Fre-Res: Frequency-Residual Video Token Compression for Efficient Video MLLMs
This addresses the efficiency-accuracy trade-off in video MLLMs for practitioners needing to process long or dense video streams with limited compute.
Fre-Res introduces a dual-track video token compression framework that separates spatial anchors from temporal residual-frequency tokens, achieving comparable or better accuracy than full-token methods while significantly reducing token length across fine-grained short- and long-video reasoning benchmarks.

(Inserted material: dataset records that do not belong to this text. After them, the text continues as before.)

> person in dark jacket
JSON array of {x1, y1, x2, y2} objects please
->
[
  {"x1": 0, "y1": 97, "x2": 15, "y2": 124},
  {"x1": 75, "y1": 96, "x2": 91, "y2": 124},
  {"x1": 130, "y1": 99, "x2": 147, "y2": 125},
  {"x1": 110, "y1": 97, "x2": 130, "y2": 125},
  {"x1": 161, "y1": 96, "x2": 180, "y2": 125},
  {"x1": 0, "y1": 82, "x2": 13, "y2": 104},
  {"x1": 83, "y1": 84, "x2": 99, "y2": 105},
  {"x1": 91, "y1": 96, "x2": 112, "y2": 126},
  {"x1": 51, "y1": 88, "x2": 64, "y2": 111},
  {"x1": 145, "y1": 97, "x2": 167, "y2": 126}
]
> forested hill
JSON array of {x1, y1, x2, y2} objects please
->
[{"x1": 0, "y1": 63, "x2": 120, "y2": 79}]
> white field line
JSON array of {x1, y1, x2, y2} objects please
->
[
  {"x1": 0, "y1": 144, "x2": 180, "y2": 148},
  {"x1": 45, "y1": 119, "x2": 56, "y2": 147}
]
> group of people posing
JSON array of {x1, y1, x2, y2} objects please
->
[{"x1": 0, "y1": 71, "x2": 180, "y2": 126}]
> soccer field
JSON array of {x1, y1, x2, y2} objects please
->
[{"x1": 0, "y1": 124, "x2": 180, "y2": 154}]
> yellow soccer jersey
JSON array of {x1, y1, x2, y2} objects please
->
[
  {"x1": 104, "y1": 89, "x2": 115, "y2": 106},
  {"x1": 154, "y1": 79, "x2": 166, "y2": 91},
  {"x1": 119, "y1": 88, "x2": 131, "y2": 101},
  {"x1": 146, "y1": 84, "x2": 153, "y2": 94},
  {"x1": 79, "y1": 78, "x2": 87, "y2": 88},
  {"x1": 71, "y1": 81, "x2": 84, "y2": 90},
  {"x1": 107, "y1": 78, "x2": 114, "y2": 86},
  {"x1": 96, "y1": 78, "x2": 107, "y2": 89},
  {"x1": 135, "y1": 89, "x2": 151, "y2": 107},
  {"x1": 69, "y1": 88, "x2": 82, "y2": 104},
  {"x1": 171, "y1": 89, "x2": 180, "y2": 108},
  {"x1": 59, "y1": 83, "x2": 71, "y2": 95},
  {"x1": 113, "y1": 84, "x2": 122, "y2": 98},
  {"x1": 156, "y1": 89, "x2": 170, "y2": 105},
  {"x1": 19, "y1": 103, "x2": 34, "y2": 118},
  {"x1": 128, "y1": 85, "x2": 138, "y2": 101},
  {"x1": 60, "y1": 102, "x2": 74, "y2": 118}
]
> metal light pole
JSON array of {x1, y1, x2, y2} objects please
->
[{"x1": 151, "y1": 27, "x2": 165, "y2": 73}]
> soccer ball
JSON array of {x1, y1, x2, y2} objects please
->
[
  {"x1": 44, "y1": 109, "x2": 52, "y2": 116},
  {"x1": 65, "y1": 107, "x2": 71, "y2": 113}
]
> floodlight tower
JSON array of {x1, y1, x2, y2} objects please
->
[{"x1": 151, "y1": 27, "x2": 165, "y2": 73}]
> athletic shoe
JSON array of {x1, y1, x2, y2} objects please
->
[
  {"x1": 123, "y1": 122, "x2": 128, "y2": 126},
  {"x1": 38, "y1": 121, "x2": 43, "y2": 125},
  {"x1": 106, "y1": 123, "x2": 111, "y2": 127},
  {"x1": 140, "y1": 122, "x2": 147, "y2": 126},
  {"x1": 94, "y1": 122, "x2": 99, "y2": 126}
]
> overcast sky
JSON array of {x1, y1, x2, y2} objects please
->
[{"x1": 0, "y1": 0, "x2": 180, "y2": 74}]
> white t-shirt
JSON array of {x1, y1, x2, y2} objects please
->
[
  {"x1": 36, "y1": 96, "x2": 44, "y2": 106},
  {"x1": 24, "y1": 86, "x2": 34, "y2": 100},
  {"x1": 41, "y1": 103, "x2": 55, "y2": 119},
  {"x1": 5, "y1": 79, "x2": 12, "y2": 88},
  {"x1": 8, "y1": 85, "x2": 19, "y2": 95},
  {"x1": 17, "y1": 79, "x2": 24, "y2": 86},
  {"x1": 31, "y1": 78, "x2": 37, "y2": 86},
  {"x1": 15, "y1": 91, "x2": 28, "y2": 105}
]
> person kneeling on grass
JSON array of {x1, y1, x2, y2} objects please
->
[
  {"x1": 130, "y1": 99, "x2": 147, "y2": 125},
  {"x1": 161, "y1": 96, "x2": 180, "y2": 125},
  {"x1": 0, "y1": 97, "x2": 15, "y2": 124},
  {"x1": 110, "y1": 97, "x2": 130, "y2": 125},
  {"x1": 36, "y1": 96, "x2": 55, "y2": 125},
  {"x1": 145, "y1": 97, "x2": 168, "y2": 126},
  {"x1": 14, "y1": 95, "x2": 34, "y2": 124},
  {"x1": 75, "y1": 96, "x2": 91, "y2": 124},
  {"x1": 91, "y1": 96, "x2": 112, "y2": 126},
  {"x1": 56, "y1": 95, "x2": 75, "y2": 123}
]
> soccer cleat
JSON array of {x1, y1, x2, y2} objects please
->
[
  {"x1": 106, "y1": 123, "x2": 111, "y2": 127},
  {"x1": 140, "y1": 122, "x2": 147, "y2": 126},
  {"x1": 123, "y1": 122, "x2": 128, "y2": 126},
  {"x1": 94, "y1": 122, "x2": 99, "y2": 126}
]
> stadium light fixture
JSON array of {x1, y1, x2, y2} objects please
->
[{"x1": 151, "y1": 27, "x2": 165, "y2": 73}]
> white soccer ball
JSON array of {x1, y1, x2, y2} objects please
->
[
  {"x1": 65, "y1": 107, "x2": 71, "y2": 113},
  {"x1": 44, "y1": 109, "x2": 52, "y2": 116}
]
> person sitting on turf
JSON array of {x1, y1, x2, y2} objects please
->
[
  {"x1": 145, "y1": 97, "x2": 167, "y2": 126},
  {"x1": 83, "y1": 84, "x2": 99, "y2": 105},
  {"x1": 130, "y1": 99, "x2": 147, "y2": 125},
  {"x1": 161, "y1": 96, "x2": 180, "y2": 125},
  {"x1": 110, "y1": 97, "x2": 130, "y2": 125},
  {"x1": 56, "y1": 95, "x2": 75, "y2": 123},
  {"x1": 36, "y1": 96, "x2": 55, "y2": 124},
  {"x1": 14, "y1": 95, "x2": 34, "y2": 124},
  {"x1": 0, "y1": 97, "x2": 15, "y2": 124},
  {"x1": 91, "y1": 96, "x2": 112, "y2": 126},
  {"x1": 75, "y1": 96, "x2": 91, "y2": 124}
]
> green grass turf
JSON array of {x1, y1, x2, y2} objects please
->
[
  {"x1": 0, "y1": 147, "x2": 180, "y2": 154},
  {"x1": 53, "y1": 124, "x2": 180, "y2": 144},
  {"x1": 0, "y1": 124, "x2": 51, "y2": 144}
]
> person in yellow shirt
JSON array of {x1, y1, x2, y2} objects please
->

Video MLLMs face a persistent tension between spatial fidelity and temporal coverage: preserving fine-grained visual details requires many spatial tokens, while capturing short-lived events requires dense temporal sampling. We propose \textbf{Fre-Res}, a budget-adaptive dual-track video-token compression framework that separates these two forms of evidence. Fre-Res preserves sparse high-fidelity spatial anchors and represents dense temporal evolution through compact residual-frequency tokens. Specifically, it applies temporal 1D-DCT to inter-frame residual trajectories in vision-latent space, where we observe strong low-frequency concentration. To align frequency-domain dynamics with native visual embeddings, Fre-Res introduces a Spatial-Guided Absorber that injects temporal residual information into spatially corresponding anchor tokens. Across fine-grained short-video and long-video reasoning benchmarks, Fre-Res achieves a favorable accuracy--efficiency trade-off, matching or approaching full-token performance while substantially reducing visual-token length. Extensive ablations further show that temporal-frequency residuals preserve causal transition cues, while spatial anchors remain essential for fine-grained object and layout reasoning.